Proof that the limit of the function below doesn't exists.
lim_x-->1 1/(x-1)

Homework Equations

The Attempt at a Solution

Lets assume that limit L exists.
So if (1) 0< |x-1| < δ then (2) |1/(x-1) - L| < ε

at the book they gave an example by giving a value to ε.
put ε = 1. then showing a contradiction by giving two δ values to x.

but now I am thinking about what values can i put that satisfy (1) that for them |1/(x-1) - L| < 1 doesn't hold.

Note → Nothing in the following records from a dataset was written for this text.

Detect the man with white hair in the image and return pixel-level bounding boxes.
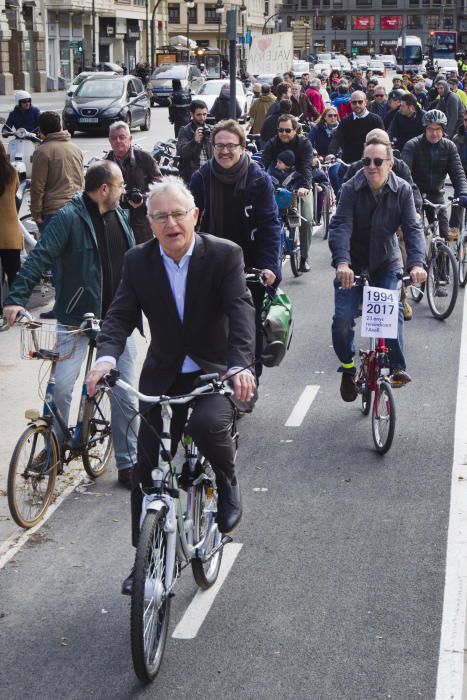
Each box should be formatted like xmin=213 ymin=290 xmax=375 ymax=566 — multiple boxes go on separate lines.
xmin=88 ymin=177 xmax=255 ymax=595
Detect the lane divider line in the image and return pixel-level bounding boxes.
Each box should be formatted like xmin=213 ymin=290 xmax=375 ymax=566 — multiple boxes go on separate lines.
xmin=285 ymin=384 xmax=319 ymax=428
xmin=436 ymin=294 xmax=467 ymax=700
xmin=172 ymin=542 xmax=243 ymax=639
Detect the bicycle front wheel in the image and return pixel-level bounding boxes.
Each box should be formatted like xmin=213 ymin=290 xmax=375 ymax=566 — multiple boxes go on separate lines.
xmin=426 ymin=243 xmax=459 ymax=320
xmin=458 ymin=228 xmax=467 ymax=287
xmin=371 ymin=382 xmax=396 ymax=455
xmin=191 ymin=468 xmax=222 ymax=590
xmin=81 ymin=389 xmax=112 ymax=479
xmin=7 ymin=425 xmax=60 ymax=529
xmin=131 ymin=511 xmax=170 ymax=683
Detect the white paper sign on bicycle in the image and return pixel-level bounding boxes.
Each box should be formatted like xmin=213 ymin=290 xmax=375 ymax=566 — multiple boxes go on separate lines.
xmin=361 ymin=286 xmax=400 ymax=339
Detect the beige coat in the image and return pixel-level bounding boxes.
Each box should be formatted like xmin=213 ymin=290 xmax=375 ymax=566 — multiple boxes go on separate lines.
xmin=0 ymin=171 xmax=23 ymax=250
xmin=249 ymin=93 xmax=276 ymax=134
xmin=31 ymin=131 xmax=84 ymax=221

Instead of a proof by contradiction, why don't you try proving this directly? Looking at the graph of f(x) = 1/(x - 1), it's clear that the limit doesn't exist (in any sense), because $\lim_{x \to 1^-}\frac 1 {x - 1} = -\infty$ while $\lim_{x \to 1^+}\frac 1 {x - 1} = \infty$

If you can use the definition of the limit to prove each of these one-sided limits, that should do the job.

 

[Dank2]

Instead of a proof by contradiction, why don't you try proving this directly? Looking at the graph of f(x) = 1/(x - 1), it's clear that the limit doesn't exist (in any sense), because $\lim_{x \to 1^-}\frac 1 {x - 1} = -\infty$ while $\lim_{x \to 1^+}\frac 1 {x - 1} = \infty$

If you can use the definition of the limit to prove each of these one-sided limits, that should do the job.

Sorry, yes you are right, i can do that too.